Is Willful Exposure to an Infectious Disease a Crime?

Infectious diseases and the laws surrounding them have been on all of our minds this past year. Many of us have found ourselves asking questions we never would have dreamt of before 2020. An example of such a question is whether willful exposure to an infectious disease is a crime?

The answer is yes. The issue is addressed in California’s Health and Safety Code 120290 HS. The code makes it a crime to willfully and knowingly take steps that could result in others getting sick. The hope is that by making spreading infectious germs a crime, then people will stop and think before they do things like hanging out at their favorite bar, attend a sporting event, or go on first dates when they’re aren’t feeling well.

In cases that involve the willfully spreading of an infectious disease, the prosecutor faces an uphill battle when it comes to proving their case. The challenge is that they not only have to prove that you had an infectious disease, but that you knew about it and understood what you were doing when went out in public.

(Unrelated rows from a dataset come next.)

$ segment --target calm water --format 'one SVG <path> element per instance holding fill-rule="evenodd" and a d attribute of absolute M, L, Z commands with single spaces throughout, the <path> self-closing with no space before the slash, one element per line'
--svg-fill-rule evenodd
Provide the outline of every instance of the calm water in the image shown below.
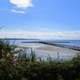
<path fill-rule="evenodd" d="M 31 40 L 31 42 L 32 41 L 33 40 Z M 46 45 L 41 44 L 41 43 L 28 43 L 28 42 L 30 42 L 30 40 L 15 40 L 15 41 L 12 40 L 11 42 L 15 45 L 19 45 L 22 47 L 26 46 L 26 47 L 33 48 L 37 57 L 38 58 L 41 57 L 42 59 L 46 59 L 48 56 L 52 57 L 53 59 L 60 59 L 60 60 L 61 59 L 69 59 L 69 58 L 74 57 L 77 53 L 79 53 L 78 51 L 64 49 L 64 48 L 61 48 L 61 49 L 55 48 L 52 52 L 48 51 L 48 50 L 38 49 L 40 47 L 45 48 Z M 27 42 L 27 43 L 22 43 L 22 42 Z M 62 43 L 62 42 L 68 42 L 68 43 Z M 69 46 L 80 47 L 80 40 L 62 40 L 61 43 L 58 43 L 58 44 L 65 44 L 65 45 L 69 45 Z M 26 52 L 30 52 L 30 50 L 26 50 Z"/>

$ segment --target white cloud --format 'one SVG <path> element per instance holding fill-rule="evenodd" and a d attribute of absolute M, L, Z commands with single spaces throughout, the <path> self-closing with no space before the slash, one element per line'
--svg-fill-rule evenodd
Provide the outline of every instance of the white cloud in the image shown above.
<path fill-rule="evenodd" d="M 80 39 L 78 32 L 31 32 L 31 31 L 6 31 L 0 32 L 0 38 L 40 38 L 40 39 Z M 78 34 L 78 35 L 76 35 Z"/>
<path fill-rule="evenodd" d="M 26 9 L 33 7 L 32 0 L 9 0 L 15 7 L 11 9 L 11 12 L 24 14 Z"/>
<path fill-rule="evenodd" d="M 9 0 L 11 4 L 20 9 L 27 9 L 33 7 L 32 0 Z"/>

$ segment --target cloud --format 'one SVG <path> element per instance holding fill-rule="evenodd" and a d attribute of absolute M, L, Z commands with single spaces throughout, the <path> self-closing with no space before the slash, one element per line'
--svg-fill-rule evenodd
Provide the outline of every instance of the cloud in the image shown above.
<path fill-rule="evenodd" d="M 11 4 L 15 5 L 19 9 L 27 9 L 33 7 L 32 0 L 9 0 Z"/>
<path fill-rule="evenodd" d="M 39 39 L 80 39 L 80 31 L 72 32 L 31 32 L 6 31 L 0 32 L 0 38 L 39 38 Z M 78 34 L 78 35 L 76 35 Z"/>

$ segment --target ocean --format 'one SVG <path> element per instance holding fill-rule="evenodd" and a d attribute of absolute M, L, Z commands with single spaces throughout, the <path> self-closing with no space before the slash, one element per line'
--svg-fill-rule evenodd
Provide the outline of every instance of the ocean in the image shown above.
<path fill-rule="evenodd" d="M 80 51 L 60 48 L 53 45 L 47 45 L 38 43 L 43 40 L 11 40 L 11 43 L 14 45 L 18 45 L 21 47 L 29 47 L 35 51 L 37 58 L 47 59 L 47 57 L 51 57 L 54 60 L 69 60 L 76 56 Z M 80 47 L 80 40 L 44 40 L 44 42 L 68 45 L 68 46 L 76 46 Z M 26 52 L 30 52 L 30 49 L 26 49 Z"/>

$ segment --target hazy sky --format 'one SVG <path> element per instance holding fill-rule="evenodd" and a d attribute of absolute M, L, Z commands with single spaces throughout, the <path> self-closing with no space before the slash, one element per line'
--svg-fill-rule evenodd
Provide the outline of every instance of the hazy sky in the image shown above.
<path fill-rule="evenodd" d="M 80 39 L 80 0 L 0 0 L 0 25 L 0 37 Z"/>

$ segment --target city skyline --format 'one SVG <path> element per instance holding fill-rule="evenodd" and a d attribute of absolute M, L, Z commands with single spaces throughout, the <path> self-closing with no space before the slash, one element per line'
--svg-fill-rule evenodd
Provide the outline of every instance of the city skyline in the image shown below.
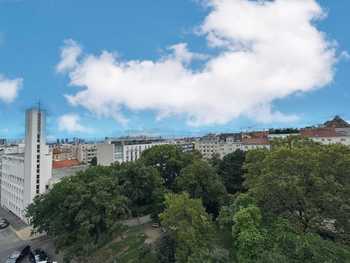
<path fill-rule="evenodd" d="M 265 4 L 270 10 L 253 2 L 231 2 L 237 4 L 233 6 L 233 12 L 238 8 L 253 10 L 251 16 L 241 18 L 245 25 L 256 23 L 268 12 L 279 12 L 288 1 Z M 349 80 L 347 48 L 350 39 L 345 32 L 346 10 L 350 3 L 325 0 L 298 3 L 292 13 L 298 16 L 300 24 L 286 18 L 281 22 L 281 28 L 267 27 L 251 32 L 249 28 L 237 30 L 237 21 L 229 20 L 222 12 L 222 6 L 204 7 L 195 1 L 137 5 L 99 1 L 84 3 L 81 12 L 77 12 L 79 4 L 83 4 L 80 1 L 1 1 L 0 137 L 23 137 L 24 109 L 39 100 L 48 113 L 49 140 L 128 134 L 190 136 L 250 127 L 304 127 L 323 123 L 334 115 L 349 120 L 350 95 L 346 83 Z M 32 17 L 33 12 L 38 15 Z M 61 21 L 59 18 L 63 14 L 64 21 Z M 323 18 L 319 19 L 320 16 Z M 30 18 L 31 22 L 16 23 L 19 17 L 22 18 L 20 21 Z M 225 28 L 220 19 L 226 19 L 230 27 Z M 239 47 L 235 47 L 238 51 L 232 51 L 232 43 L 225 46 L 220 41 L 229 39 L 244 46 L 246 41 L 257 38 L 258 44 L 270 44 L 264 30 L 275 30 L 271 32 L 278 34 L 278 30 L 285 29 L 286 25 L 291 26 L 292 37 L 277 39 L 277 45 L 296 40 L 300 34 L 298 26 L 308 26 L 309 32 L 315 34 L 311 38 L 305 37 L 305 43 L 310 46 L 303 49 L 305 57 L 314 59 L 314 63 L 298 58 L 303 54 L 298 53 L 298 47 L 289 47 L 294 52 L 291 52 L 293 59 L 283 57 L 286 70 L 300 65 L 306 76 L 293 72 L 300 77 L 296 83 L 276 79 L 276 68 L 284 64 L 278 59 L 274 61 L 275 56 L 264 60 L 260 53 L 257 56 L 256 52 L 249 51 L 245 52 L 271 69 L 258 73 L 248 71 L 242 66 L 246 59 L 243 57 L 240 63 L 230 59 L 219 61 L 223 63 L 219 72 L 243 68 L 242 83 L 229 79 L 232 82 L 227 85 L 227 78 L 218 76 L 215 64 L 221 56 L 228 54 L 237 61 L 237 52 L 243 52 Z M 267 23 L 267 26 L 270 25 Z M 220 30 L 226 30 L 226 33 Z M 319 46 L 320 50 L 311 54 Z M 269 54 L 270 51 L 264 52 Z M 106 71 L 111 71 L 110 76 L 104 76 Z M 116 77 L 115 72 L 121 77 Z M 209 76 L 204 82 L 201 80 L 203 72 Z M 244 77 L 248 73 L 253 77 Z M 147 80 L 148 74 L 153 76 L 152 81 Z M 171 79 L 173 74 L 176 79 Z M 89 79 L 89 76 L 93 78 Z M 143 81 L 134 83 L 136 76 Z M 212 86 L 187 85 L 198 82 L 202 87 L 210 81 L 216 90 L 213 91 Z M 268 84 L 264 84 L 266 82 Z M 285 87 L 281 87 L 281 83 Z M 238 84 L 255 86 L 246 95 L 243 94 L 246 87 L 237 88 Z M 265 86 L 259 89 L 262 84 Z M 158 86 L 160 88 L 154 88 Z M 276 90 L 276 87 L 280 88 Z M 164 94 L 160 96 L 159 90 Z M 81 93 L 84 91 L 86 96 Z M 254 96 L 257 92 L 259 96 Z M 225 93 L 228 96 L 223 96 Z M 215 96 L 217 99 L 212 99 Z"/>

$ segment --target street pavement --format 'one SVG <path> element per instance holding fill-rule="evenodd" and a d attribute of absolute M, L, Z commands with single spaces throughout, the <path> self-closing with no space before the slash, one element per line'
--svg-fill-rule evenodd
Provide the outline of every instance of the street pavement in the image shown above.
<path fill-rule="evenodd" d="M 0 263 L 6 262 L 6 259 L 14 251 L 22 251 L 22 249 L 29 245 L 32 249 L 43 249 L 53 260 L 62 262 L 55 255 L 55 247 L 51 240 L 46 236 L 42 236 L 32 240 L 21 240 L 17 237 L 15 230 L 22 230 L 28 225 L 24 224 L 13 214 L 7 212 L 3 208 L 0 208 L 0 218 L 6 218 L 10 222 L 10 226 L 0 230 Z M 23 261 L 23 263 L 26 261 Z M 28 261 L 29 262 L 29 261 Z"/>

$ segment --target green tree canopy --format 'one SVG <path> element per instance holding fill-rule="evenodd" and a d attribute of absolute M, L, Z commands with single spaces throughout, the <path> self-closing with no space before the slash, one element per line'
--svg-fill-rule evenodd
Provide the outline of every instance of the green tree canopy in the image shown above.
<path fill-rule="evenodd" d="M 236 150 L 224 156 L 218 165 L 218 174 L 221 177 L 227 192 L 236 194 L 245 191 L 243 187 L 245 152 Z"/>
<path fill-rule="evenodd" d="M 181 171 L 175 189 L 186 191 L 191 198 L 201 198 L 208 213 L 217 216 L 226 197 L 225 186 L 206 161 L 198 160 Z"/>
<path fill-rule="evenodd" d="M 134 216 L 159 213 L 164 201 L 164 184 L 157 169 L 142 162 L 130 162 L 116 167 L 122 194 L 129 198 Z"/>
<path fill-rule="evenodd" d="M 165 206 L 160 219 L 175 240 L 176 262 L 189 262 L 193 255 L 211 250 L 214 228 L 200 199 L 191 199 L 187 193 L 167 194 Z"/>
<path fill-rule="evenodd" d="M 249 193 L 265 213 L 299 232 L 331 232 L 349 241 L 350 149 L 296 141 L 247 155 Z"/>
<path fill-rule="evenodd" d="M 166 188 L 172 189 L 175 178 L 189 165 L 197 154 L 184 153 L 176 145 L 158 145 L 142 153 L 141 161 L 147 166 L 158 169 Z"/>
<path fill-rule="evenodd" d="M 64 178 L 27 209 L 34 230 L 46 232 L 68 259 L 89 255 L 128 215 L 118 179 L 103 167 Z"/>

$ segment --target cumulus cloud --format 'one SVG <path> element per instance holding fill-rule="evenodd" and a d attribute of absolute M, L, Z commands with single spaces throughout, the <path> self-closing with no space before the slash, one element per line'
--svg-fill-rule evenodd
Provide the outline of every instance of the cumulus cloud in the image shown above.
<path fill-rule="evenodd" d="M 60 131 L 66 131 L 69 133 L 75 133 L 75 132 L 87 133 L 92 131 L 92 129 L 83 126 L 80 122 L 81 122 L 81 119 L 78 114 L 68 113 L 59 117 L 58 129 Z"/>
<path fill-rule="evenodd" d="M 61 61 L 56 66 L 56 71 L 63 73 L 74 69 L 78 65 L 77 59 L 81 53 L 82 48 L 74 40 L 66 39 L 61 50 Z"/>
<path fill-rule="evenodd" d="M 66 95 L 69 102 L 122 123 L 123 109 L 186 116 L 197 126 L 239 116 L 290 122 L 297 117 L 272 111 L 274 100 L 332 81 L 335 47 L 315 26 L 325 17 L 316 0 L 205 2 L 210 11 L 198 31 L 217 51 L 210 57 L 180 43 L 156 61 L 123 61 L 107 51 L 80 58 L 79 45 L 66 41 L 57 70 L 82 88 Z"/>
<path fill-rule="evenodd" d="M 18 95 L 19 89 L 22 87 L 23 80 L 21 78 L 8 79 L 0 74 L 0 101 L 10 103 Z"/>

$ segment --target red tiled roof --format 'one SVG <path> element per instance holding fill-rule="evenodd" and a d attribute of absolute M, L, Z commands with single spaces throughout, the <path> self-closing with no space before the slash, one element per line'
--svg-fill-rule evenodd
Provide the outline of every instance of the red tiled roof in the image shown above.
<path fill-rule="evenodd" d="M 53 161 L 52 162 L 53 169 L 72 167 L 72 166 L 76 166 L 76 165 L 79 165 L 78 160 L 63 160 L 63 161 Z"/>
<path fill-rule="evenodd" d="M 243 138 L 243 144 L 267 145 L 269 140 L 267 138 Z"/>
<path fill-rule="evenodd" d="M 300 131 L 300 134 L 304 137 L 337 137 L 334 128 L 304 129 Z"/>

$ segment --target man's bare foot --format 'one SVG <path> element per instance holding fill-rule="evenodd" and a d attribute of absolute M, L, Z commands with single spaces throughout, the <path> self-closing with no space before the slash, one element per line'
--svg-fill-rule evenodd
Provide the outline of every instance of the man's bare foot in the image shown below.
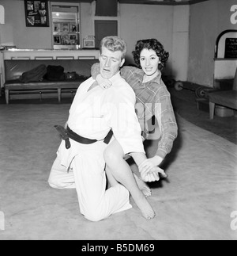
<path fill-rule="evenodd" d="M 145 197 L 151 197 L 152 189 L 146 185 L 145 181 L 143 181 L 140 178 L 138 178 L 137 174 L 134 174 L 134 176 L 135 178 L 139 189 L 144 193 Z"/>
<path fill-rule="evenodd" d="M 142 216 L 146 220 L 152 220 L 155 218 L 156 213 L 154 210 L 152 209 L 152 206 L 147 201 L 147 199 L 145 197 L 144 194 L 141 191 L 141 194 L 137 198 L 134 198 L 136 204 L 139 208 L 139 209 L 141 212 Z"/>

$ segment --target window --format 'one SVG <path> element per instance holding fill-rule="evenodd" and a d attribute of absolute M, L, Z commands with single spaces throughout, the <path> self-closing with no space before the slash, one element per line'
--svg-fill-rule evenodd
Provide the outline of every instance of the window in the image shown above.
<path fill-rule="evenodd" d="M 51 2 L 54 49 L 81 48 L 80 4 Z"/>

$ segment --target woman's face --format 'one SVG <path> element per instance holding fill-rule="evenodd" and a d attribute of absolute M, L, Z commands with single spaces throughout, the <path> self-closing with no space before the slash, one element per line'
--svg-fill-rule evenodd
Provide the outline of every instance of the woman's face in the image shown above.
<path fill-rule="evenodd" d="M 155 78 L 159 74 L 160 63 L 160 59 L 154 50 L 144 48 L 141 52 L 140 64 L 146 75 Z"/>

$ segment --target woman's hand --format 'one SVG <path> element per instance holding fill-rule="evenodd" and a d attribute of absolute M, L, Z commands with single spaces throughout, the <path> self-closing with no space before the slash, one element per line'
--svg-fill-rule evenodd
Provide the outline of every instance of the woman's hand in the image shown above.
<path fill-rule="evenodd" d="M 163 178 L 167 178 L 167 175 L 165 174 L 164 170 L 158 166 L 153 167 L 149 173 L 141 173 L 141 178 L 145 182 L 158 181 L 160 180 L 159 174 L 160 174 Z"/>
<path fill-rule="evenodd" d="M 110 88 L 112 85 L 109 79 L 103 78 L 100 74 L 96 76 L 96 82 L 102 89 Z"/>
<path fill-rule="evenodd" d="M 148 159 L 139 165 L 139 172 L 149 173 L 153 167 L 160 166 L 163 160 L 164 159 L 158 155 L 155 155 L 151 159 Z"/>

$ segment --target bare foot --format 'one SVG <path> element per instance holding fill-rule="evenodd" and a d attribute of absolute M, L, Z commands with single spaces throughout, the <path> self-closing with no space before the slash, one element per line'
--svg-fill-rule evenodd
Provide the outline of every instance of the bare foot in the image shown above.
<path fill-rule="evenodd" d="M 142 216 L 146 220 L 152 220 L 155 218 L 156 213 L 152 209 L 149 201 L 145 197 L 144 194 L 141 192 L 140 196 L 137 198 L 134 198 L 135 203 L 141 212 Z"/>
<path fill-rule="evenodd" d="M 135 174 L 134 174 L 135 180 L 137 181 L 139 189 L 144 193 L 145 197 L 151 197 L 152 189 L 143 181 L 140 178 L 138 178 Z"/>

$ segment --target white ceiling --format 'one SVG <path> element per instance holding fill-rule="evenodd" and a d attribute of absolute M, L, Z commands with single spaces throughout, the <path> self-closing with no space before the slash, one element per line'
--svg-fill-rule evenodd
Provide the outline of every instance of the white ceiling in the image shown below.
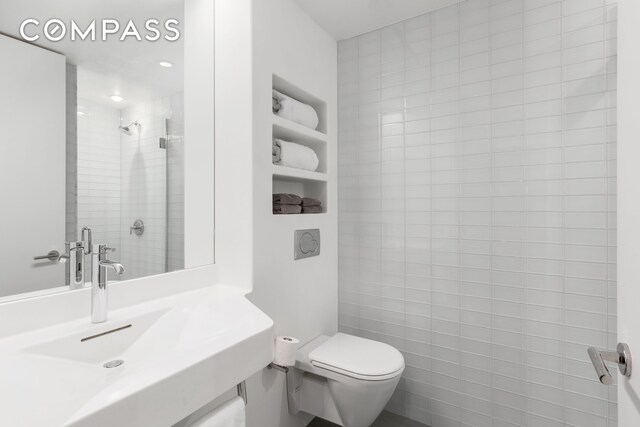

They also have to prove that you took actions that were specifically designed to transmit the disease to another person.

In the past, most cases involving the willful spread of an infectious disease involved people who had been diagnosed with HIV or AIDS acting recklessly and deliberately trying to spread the disease to other people. These cases were few and far between. 

We’re now hyper-aware that outbreaks of many diseases can be prevented when people who have already been infected actively take steps to isolate themselves when they are sick.

One of the most important things to remember when it comes to the willful exposure of infectious diseases in California is that it is only a crime if you are actually diagnosed with the disease.

At this point, the act of willfully spreading an infectious disease in California is considered a misdemeanor. If convicted, you could be sentenced to a six-month jail sentence and fined up to $1,000.